Chikankari Embroidery

Chikankari Embroidery – India is the home to variety of embroidery since ages and Indian embroidery has always been a tradition and a name to conjure with.

The most elegant and graceful hand embroidered sari from Lucknow, UP. The art came to India from Persia with Noor Jehan, the queen of the Mughal Emperor Jehangir and was patronized by the nawabs for many years.

Origin of the term Chikankari has different explanations. As per one version, the word Chikankari has been derived from a Persian word Chakin or Chakeen, which means creating delicate patterns on a fabric. According to others, it may be a distorted version of Chikeen or Siquin, Yet another explanation ascribes the term to the East Bengal language, in which Chikan meant fine.

Famous Graceful Chikan design motifs creates on fabric is Ghaspatti-ka-phool.

Chikankari embroidery involves about 40 different stitches, with 6 basic ones on which the others are built. Each stitch has an individual name, involves a specific number of threads and has a specific use.

Chikankari Embroidery

It is never used in another part of the design. Each stitch is the representation of a particular purpose. Rahet, for instance, is a stem stitch worked with six threads producing a solid line of backstitch on the front of the fabric, and is used only as an outlining stitch. Finely detailed, dense floral patterns with knots, pulled network and other textural elements are characteristic of this work.  The delicate Jaali work creates on the base fabric with the thread.

The design motifs in Chikankari are predominantly influenced by Mughal art.

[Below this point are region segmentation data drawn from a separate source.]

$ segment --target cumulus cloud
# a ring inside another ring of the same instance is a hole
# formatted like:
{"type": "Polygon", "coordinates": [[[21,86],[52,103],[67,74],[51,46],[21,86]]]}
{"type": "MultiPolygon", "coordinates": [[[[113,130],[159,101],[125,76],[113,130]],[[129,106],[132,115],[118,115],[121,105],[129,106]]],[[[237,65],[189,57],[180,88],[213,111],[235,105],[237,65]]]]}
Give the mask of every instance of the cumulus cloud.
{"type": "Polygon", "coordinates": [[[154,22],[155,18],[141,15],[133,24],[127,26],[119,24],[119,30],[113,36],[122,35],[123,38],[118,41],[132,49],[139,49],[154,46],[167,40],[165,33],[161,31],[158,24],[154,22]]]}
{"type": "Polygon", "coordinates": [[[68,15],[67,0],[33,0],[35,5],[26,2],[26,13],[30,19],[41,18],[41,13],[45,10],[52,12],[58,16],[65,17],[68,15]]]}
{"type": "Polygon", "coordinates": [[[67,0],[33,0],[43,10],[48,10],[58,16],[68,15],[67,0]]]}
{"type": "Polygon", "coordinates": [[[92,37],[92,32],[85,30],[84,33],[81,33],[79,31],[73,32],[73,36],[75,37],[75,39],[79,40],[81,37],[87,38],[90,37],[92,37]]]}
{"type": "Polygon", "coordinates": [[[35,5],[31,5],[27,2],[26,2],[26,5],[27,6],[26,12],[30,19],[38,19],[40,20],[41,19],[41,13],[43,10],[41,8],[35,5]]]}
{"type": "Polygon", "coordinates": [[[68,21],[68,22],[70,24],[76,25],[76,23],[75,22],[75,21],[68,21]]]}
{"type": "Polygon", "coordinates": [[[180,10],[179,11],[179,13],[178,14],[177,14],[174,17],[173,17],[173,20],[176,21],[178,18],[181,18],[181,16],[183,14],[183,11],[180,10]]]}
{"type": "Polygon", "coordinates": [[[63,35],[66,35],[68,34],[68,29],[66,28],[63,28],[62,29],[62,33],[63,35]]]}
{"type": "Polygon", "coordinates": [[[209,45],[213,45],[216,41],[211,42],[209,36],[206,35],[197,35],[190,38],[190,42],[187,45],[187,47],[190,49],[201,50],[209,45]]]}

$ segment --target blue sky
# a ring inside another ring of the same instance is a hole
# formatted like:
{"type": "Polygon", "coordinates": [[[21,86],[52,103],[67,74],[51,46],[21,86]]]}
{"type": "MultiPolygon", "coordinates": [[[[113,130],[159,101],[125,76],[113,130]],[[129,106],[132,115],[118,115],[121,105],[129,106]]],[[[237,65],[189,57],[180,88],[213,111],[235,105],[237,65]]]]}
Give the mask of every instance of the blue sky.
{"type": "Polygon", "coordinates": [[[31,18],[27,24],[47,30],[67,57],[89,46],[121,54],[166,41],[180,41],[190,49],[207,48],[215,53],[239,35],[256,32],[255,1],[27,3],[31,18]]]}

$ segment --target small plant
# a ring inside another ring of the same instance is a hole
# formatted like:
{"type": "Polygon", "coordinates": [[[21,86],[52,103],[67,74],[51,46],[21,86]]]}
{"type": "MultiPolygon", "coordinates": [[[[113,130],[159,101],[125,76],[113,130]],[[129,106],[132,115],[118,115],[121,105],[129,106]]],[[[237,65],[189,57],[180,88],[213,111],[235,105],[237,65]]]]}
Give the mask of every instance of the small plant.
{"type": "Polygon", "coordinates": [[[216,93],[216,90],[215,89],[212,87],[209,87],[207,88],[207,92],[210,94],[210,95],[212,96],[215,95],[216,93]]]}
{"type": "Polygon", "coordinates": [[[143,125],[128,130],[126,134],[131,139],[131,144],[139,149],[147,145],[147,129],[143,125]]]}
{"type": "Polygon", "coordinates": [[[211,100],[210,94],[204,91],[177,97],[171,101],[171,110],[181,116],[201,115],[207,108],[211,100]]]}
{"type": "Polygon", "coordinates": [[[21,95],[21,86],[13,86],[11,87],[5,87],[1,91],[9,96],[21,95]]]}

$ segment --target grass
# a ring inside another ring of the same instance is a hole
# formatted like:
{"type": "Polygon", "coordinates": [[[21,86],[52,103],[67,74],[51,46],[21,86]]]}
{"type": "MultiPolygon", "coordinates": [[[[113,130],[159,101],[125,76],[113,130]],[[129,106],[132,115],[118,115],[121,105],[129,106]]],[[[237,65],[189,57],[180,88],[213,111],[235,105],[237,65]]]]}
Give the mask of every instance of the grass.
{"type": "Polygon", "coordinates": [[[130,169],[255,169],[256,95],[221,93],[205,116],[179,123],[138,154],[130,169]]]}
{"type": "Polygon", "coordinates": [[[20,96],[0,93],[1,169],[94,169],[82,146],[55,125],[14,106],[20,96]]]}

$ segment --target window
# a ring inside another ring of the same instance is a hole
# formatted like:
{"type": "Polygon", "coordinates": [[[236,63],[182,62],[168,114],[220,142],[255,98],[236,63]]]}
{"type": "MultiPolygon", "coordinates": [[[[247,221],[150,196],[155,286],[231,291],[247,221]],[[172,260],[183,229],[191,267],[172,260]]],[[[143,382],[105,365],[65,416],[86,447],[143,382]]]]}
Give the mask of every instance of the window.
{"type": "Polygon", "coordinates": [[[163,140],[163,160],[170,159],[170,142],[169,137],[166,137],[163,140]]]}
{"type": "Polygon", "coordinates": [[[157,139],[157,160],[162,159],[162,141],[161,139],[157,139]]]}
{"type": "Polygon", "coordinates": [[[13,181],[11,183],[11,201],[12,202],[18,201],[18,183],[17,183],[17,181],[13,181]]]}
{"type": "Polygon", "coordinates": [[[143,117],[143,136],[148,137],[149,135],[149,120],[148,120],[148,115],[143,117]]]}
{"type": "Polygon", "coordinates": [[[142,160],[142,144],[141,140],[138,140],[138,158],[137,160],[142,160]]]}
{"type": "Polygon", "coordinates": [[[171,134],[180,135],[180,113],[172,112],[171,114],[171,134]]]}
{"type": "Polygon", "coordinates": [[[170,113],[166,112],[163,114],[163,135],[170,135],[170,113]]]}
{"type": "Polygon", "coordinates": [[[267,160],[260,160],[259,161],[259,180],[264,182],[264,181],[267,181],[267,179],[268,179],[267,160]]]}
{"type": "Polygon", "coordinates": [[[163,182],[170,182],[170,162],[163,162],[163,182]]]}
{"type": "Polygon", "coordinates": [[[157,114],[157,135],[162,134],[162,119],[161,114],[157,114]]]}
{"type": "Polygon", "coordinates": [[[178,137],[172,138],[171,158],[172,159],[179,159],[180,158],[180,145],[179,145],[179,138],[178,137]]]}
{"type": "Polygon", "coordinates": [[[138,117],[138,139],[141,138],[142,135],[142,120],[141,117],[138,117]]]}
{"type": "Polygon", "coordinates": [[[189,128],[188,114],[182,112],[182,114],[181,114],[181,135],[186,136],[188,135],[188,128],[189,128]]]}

The bel or creeper is the most commonly used design individual motifs or butis, animals and flowers are also made including fish, hathi (elephant) and kairi (mango), dhaniya patti (corriander leaf) ghas patti (grass leaves V-shaped line of stitches worked in a graduated series) murri (grain motif – diagonal stitches are worked several times on a basic stitch to form a grain shape) and many more. Noor Jehan’s personal preferences and desire to replicate the Turkish architectural open-work designs is said to have that led to the introduction of jaalis in chikan embroidery. The designs in chikan are graded and used according to the stitches employed.

Chikankari is a delicate and artfully done hand embroidery on a variety of textile fabric like muslin, silk, chiffon, organza, net etc. Though it originated as a court craft, today it is a practiced tradition and an important commercial activity. White thread is embroidered on cool, pastel shades of light muslin and cotton garments. Lucknow is the heart of the Chikankari industry today it is known as Lucknawi chikan.